< Hooglied 3 >
1 Ik zocht des nachts op mijn leger Hem, Dien mijn ziel liefheeft; ik zocht Hem, maar ik vond Hem niet; ik zeide:
Paa mit Leje om Natten søgte jeg den, som min Sjæl elsker; jeg søgte efter ham, men fandt ham ikke.
2 Ik zal nu opstaan, en in de stad omgaan, in de wijken en in de straten; ik zal Hem zoeken, Dien mijn ziel liefheeft; ik zocht Hem, maar ik vond Hem niet.
Jeg vil dog staa op og gaa omkring i Staden, paa Stræderne og paa Gaderne, jeg vil søge efter den, som min Sjæl elsker; jeg søgte efter ham og fandt ham ikke.
3 De wachters, die in de stad omgingen, vonden mij: ik zeide: Hebt gij Dien gezien, Dien mijn ziel liefheeft?
Vægterne, som gaa omkring i Staden, fandt mig; til dem sagde jeg: Have I set den, som min Sjæl elsker?
4 Toen ik een weinigje van hen weggegaan was, vond ik Hem, Dien mijn ziel liefheeft; ik hield Hem vast, en liet Hem niet gaan, totdat ik Hem in mijner moeders huis gebracht had, en in de binnenste kamer van degene, die mij gebaard heeft.
Næppe var jeg kommen forbi dem, førend jeg fandt den, som min Sjæl elsker; jeg greb ham og vil ikke lade ham fare, førend jeg faar bragt ham til min Moders Hus og til hendes Kammer, som undfangede mig.
5 Ik bezweer u, gij dochteren van Jeruzalem! die bij de reeen of bij de hinden des velds zijt, dat gij de liefde niet opwekt, noch wakker maakt, totdat het haar luste!

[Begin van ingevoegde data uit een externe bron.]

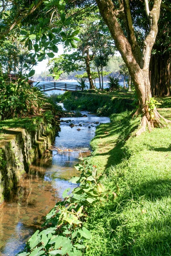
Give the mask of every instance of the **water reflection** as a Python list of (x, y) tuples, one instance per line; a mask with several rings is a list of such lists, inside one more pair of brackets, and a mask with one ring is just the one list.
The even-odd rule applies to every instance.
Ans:
[(0, 256), (14, 256), (23, 250), (28, 238), (40, 228), (46, 215), (62, 198), (64, 191), (75, 187), (68, 181), (79, 175), (74, 166), (78, 157), (90, 154), (90, 141), (98, 125), (95, 123), (107, 122), (109, 119), (89, 115), (72, 118), (71, 122), (75, 125), (72, 128), (69, 126), (70, 122), (61, 123), (55, 146), (74, 151), (59, 153), (52, 148), (30, 166), (10, 199), (0, 206)]

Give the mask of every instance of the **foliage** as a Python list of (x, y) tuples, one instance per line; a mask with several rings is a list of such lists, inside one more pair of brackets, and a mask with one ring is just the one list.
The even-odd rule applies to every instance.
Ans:
[(37, 88), (25, 81), (14, 82), (0, 77), (0, 114), (2, 119), (38, 113), (45, 97)]
[(154, 111), (156, 110), (156, 106), (157, 105), (161, 105), (162, 104), (154, 98), (151, 98), (148, 101), (147, 101), (146, 104), (148, 105), (148, 111), (150, 113), (151, 119), (155, 119)]
[(107, 84), (109, 87), (109, 90), (110, 91), (115, 91), (119, 90), (120, 88), (119, 78), (116, 78), (114, 76), (109, 76), (108, 77), (109, 82)]
[(88, 80), (86, 78), (82, 78), (80, 79), (78, 79), (77, 80), (77, 82), (79, 84), (79, 85), (78, 86), (78, 88), (82, 91), (86, 89), (88, 89), (88, 87), (87, 84), (87, 81)]
[(106, 116), (113, 113), (120, 113), (126, 109), (131, 110), (133, 108), (130, 104), (132, 100), (129, 98), (125, 99), (122, 95), (116, 95), (113, 99), (107, 96), (92, 93), (78, 96), (78, 97), (70, 96), (64, 100), (64, 107), (66, 109), (70, 111), (86, 110), (96, 112), (99, 116)]
[[(169, 111), (160, 113), (171, 118)], [(139, 121), (127, 112), (114, 114), (91, 143), (89, 162), (105, 170), (106, 187), (119, 188), (113, 201), (90, 211), (86, 227), (96, 239), (90, 240), (86, 255), (171, 254), (171, 127), (136, 137)]]
[(75, 168), (81, 172), (80, 177), (73, 177), (70, 181), (79, 184), (79, 186), (70, 195), (70, 189), (65, 190), (64, 201), (58, 202), (46, 215), (43, 224), (45, 228), (41, 232), (37, 230), (27, 242), (25, 252), (18, 255), (48, 253), (81, 256), (85, 251), (87, 241), (91, 238), (90, 232), (83, 227), (87, 209), (95, 204), (103, 204), (107, 200), (110, 190), (106, 190), (101, 183), (106, 175), (97, 175), (94, 166), (83, 160)]

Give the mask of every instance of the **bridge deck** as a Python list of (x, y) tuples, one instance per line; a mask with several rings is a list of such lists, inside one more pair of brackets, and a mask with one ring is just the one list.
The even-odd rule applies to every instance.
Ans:
[(44, 92), (55, 90), (74, 91), (79, 90), (77, 84), (67, 84), (60, 82), (50, 82), (46, 84), (38, 84), (35, 87), (39, 88), (41, 90)]

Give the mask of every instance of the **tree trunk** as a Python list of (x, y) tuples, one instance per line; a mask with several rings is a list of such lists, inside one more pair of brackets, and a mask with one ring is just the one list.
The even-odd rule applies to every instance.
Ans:
[(101, 67), (101, 90), (103, 90), (103, 67)]
[(125, 74), (124, 74), (124, 89), (126, 89), (126, 86), (125, 86)]
[(100, 79), (100, 74), (99, 69), (99, 67), (97, 67), (97, 72), (98, 72), (99, 79), (99, 89), (100, 89), (100, 90), (101, 90), (101, 79)]
[(92, 77), (91, 75), (90, 61), (90, 57), (89, 50), (87, 50), (86, 52), (86, 57), (85, 58), (85, 61), (86, 64), (86, 71), (87, 73), (88, 78), (90, 83), (90, 89), (94, 89), (93, 82), (93, 81)]
[[(139, 112), (142, 113), (142, 127), (137, 135), (145, 131), (147, 125), (150, 130), (154, 125), (159, 124), (162, 118), (156, 110), (154, 118), (148, 111), (148, 102), (151, 98), (151, 85), (149, 77), (150, 59), (151, 51), (158, 32), (157, 23), (160, 14), (162, 0), (154, 0), (153, 6), (149, 10), (148, 1), (145, 1), (145, 10), (149, 20), (148, 32), (140, 50), (136, 41), (133, 26), (129, 0), (124, 0), (124, 6), (119, 11), (122, 12), (126, 23), (128, 37), (127, 38), (119, 23), (118, 10), (111, 0), (96, 0), (100, 12), (106, 22), (116, 46), (120, 52), (127, 65), (139, 101)], [(124, 8), (124, 12), (123, 9)], [(162, 118), (163, 119), (165, 119)], [(168, 122), (170, 121), (167, 120)]]
[(169, 96), (170, 93), (170, 52), (152, 55), (150, 61), (150, 80), (153, 96)]
[(129, 89), (128, 91), (131, 92), (131, 77), (130, 76), (129, 76)]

Jeg besværger eder, I Jerusalems Døtre! ved Raaerne eller Hinderne paa Marken, at I ikke vække eller forstyrre den kære, førend hun har Lyst dertil.

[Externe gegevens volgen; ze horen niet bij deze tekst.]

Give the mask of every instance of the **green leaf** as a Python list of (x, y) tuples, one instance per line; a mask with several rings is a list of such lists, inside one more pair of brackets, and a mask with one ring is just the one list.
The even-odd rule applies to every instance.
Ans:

6 Wie is zij, die daar opkomt uit de woestijn, als rookpilaren, berookt met mirre en wierook, en met allerlei poeder des kruideniers?
Hvo er hun, der kommer op fra Ørken, som Støtter af Røg, omduftet af Myrra og Virak, af alle Haande vellugtende Sager?
7 Ziet, het bed, dat Salomo heeft, daar zijn zestig helden rondom van de helden van Israel;
Se Salomos Seng! der staar tresindstyve vældige trindt omkring den, af de vældige i Israel.
8 Die altemaal zwaarden houden, geleerd ten oorlog, elk hebbende zijn zwaard aan zijn heup, vanwege den schrik des nachts.
Alle forstaa de at bruge Sværd, de ere oplærte til Krig; hver har sit Sværd ved sin Side imod Nattens Rædsel.
9 De koning Salomo heeft zich een koets gemaakt van het hout van Libanon.
Kong Salomo lod sig gøre en Bærestol af Træ fra Libanon.
10 De pilaren derzelve maakte hij van zilver, haar vloer van goud, haar gehemelte van purper; het binnenste was bespreid met de liefde van de dochteren van Jeruzalem.
Dens Stolper gjorde han af Sølv og Ryggen dertil af Guld, dens Sæde af Purpur; dens Indre var belagt med Kærlighed af Jerusalems Døtre.
11 Gaat uit, en aanschouwt, gij, dochteren van Sion! den koning Salomo, met de kroon, waarmede Hem Zijn moeder kroonde op den dag Zijner bruiloft, en op den dag der vreugde Zijns harten.
I Zions Døtre! gaar ud og ser paa Kong Salomo med den Krone, som hans Moder kronede ham med paa hans Bryllupsdag og paa hans Hjertes Glædes Dag.